Sure, competitive pressures exist. But in general there’s a tendency towards oligopoly, a characterization consistent with the privatized internet hypothetical and the actual experience with ATMs. Now a world where there are 2-5 competing internets wouldn’t be TEOTWAWKI, and I don’t doubt that something like Amazon wouldn’t be born under such circumstances. But I daresay that the outcome would be less efficient as accessing to 2-5 private networks would involve higher costs for internet vendors. OTOH, methinks Minitel would do fine under such circumstances.

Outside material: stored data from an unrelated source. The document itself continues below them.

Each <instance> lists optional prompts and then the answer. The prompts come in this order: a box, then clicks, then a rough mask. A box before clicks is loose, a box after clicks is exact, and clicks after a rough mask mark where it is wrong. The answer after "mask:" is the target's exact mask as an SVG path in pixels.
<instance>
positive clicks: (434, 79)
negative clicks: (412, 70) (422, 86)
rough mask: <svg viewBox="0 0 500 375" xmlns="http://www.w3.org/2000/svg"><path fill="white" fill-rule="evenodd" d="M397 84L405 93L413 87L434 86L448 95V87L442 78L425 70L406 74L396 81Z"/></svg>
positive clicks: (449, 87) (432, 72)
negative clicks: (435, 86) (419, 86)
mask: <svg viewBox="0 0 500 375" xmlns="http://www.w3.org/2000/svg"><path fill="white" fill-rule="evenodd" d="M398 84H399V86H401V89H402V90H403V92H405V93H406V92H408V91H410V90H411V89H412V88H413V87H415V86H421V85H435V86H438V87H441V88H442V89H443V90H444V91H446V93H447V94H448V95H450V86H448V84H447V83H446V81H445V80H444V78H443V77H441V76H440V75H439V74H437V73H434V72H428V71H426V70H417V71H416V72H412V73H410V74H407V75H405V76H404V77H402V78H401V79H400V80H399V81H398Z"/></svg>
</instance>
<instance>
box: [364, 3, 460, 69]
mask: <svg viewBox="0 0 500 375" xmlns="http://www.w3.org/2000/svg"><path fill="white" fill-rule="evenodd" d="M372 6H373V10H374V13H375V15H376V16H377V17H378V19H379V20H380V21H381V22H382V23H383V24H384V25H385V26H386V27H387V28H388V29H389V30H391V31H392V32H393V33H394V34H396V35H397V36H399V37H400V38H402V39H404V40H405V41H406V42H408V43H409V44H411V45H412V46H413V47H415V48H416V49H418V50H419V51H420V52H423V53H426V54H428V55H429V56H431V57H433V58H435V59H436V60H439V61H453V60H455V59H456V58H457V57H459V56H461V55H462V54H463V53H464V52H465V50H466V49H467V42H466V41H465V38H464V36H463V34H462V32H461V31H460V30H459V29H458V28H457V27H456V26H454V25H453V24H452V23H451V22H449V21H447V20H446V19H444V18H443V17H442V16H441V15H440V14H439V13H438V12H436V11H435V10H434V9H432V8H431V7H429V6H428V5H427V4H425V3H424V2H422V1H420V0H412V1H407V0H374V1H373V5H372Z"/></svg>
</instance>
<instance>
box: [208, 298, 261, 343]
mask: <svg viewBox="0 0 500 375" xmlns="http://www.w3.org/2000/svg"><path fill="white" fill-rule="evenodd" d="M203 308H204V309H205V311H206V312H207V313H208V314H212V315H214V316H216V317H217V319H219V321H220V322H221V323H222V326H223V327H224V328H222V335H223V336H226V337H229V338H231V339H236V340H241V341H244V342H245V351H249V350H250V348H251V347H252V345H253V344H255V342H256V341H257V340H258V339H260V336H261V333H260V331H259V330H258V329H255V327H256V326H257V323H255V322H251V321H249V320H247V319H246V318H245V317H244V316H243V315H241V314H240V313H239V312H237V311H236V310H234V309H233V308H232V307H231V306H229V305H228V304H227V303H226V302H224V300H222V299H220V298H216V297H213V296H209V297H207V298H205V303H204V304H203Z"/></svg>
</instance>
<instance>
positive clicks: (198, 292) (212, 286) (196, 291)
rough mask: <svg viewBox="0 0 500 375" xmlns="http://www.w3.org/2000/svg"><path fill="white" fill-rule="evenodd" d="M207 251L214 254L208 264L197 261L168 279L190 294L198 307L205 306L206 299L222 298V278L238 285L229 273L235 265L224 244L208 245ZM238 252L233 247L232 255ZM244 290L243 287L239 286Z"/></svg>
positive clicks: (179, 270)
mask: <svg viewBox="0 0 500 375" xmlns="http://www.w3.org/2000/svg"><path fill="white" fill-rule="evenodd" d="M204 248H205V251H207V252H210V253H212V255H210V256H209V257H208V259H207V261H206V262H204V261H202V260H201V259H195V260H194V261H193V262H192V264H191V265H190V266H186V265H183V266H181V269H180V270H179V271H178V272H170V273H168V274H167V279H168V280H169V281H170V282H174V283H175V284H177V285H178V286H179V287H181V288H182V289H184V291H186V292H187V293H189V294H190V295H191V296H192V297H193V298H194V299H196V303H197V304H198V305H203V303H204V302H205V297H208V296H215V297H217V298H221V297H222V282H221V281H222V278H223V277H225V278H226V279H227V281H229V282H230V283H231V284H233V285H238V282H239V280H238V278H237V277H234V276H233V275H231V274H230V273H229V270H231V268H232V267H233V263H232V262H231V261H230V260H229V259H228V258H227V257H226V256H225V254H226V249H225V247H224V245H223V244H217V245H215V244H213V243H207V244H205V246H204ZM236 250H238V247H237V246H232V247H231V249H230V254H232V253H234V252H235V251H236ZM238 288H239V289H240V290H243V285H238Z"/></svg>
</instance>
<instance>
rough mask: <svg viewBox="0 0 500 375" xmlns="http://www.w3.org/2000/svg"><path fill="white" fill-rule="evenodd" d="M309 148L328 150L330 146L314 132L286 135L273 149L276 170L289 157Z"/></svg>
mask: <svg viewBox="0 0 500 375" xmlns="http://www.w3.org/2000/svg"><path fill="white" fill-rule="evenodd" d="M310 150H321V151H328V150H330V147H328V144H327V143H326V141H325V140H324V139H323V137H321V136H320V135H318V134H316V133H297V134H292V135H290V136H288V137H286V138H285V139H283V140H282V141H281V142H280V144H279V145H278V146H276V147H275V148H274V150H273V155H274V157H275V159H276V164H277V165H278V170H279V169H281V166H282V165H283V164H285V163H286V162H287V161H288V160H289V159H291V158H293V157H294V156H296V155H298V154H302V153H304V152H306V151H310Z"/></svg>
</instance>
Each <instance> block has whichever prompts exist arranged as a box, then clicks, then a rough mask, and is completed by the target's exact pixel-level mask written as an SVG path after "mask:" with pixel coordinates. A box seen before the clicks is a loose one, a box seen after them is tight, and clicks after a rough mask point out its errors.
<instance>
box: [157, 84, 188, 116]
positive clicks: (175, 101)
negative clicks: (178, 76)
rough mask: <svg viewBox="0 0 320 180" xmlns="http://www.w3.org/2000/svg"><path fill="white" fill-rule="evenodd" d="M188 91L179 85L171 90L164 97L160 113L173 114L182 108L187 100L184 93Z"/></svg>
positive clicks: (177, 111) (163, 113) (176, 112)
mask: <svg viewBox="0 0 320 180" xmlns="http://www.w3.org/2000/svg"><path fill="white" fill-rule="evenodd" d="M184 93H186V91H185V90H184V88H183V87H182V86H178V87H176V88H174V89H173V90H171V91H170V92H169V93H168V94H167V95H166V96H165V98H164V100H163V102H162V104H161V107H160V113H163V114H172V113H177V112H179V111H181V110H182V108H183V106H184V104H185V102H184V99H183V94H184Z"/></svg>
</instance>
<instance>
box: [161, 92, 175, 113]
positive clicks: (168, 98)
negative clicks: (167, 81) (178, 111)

When I first affiliated with Quantum Computer Services, the company that would later become AOL, they had three relatively small networks hosted on their Stratus mainframe, QLink for Commodore 64 users, AppleLink, and PCLink, whose users were obvious. What made them unique in 1989’s text-driven connectivity market was that they had GUIs, relatively simple ones but visual interfaces that were attracting a broad range of clientele. CompuServe still had about a 10:1 membership advantage over them, but their market share was growing. And as I was forced to withdraw by a combination of financial issues and what proved to be a heart attack, they had plans to merge the three services into something they were tentatively calling America Online Services. The rest, of course, is history.
Seamonkey is actually a truer descendant from Netscape. I use it and it’s like I’ve been using Netscape from day one.
The design history of the submarine is in a similar boat.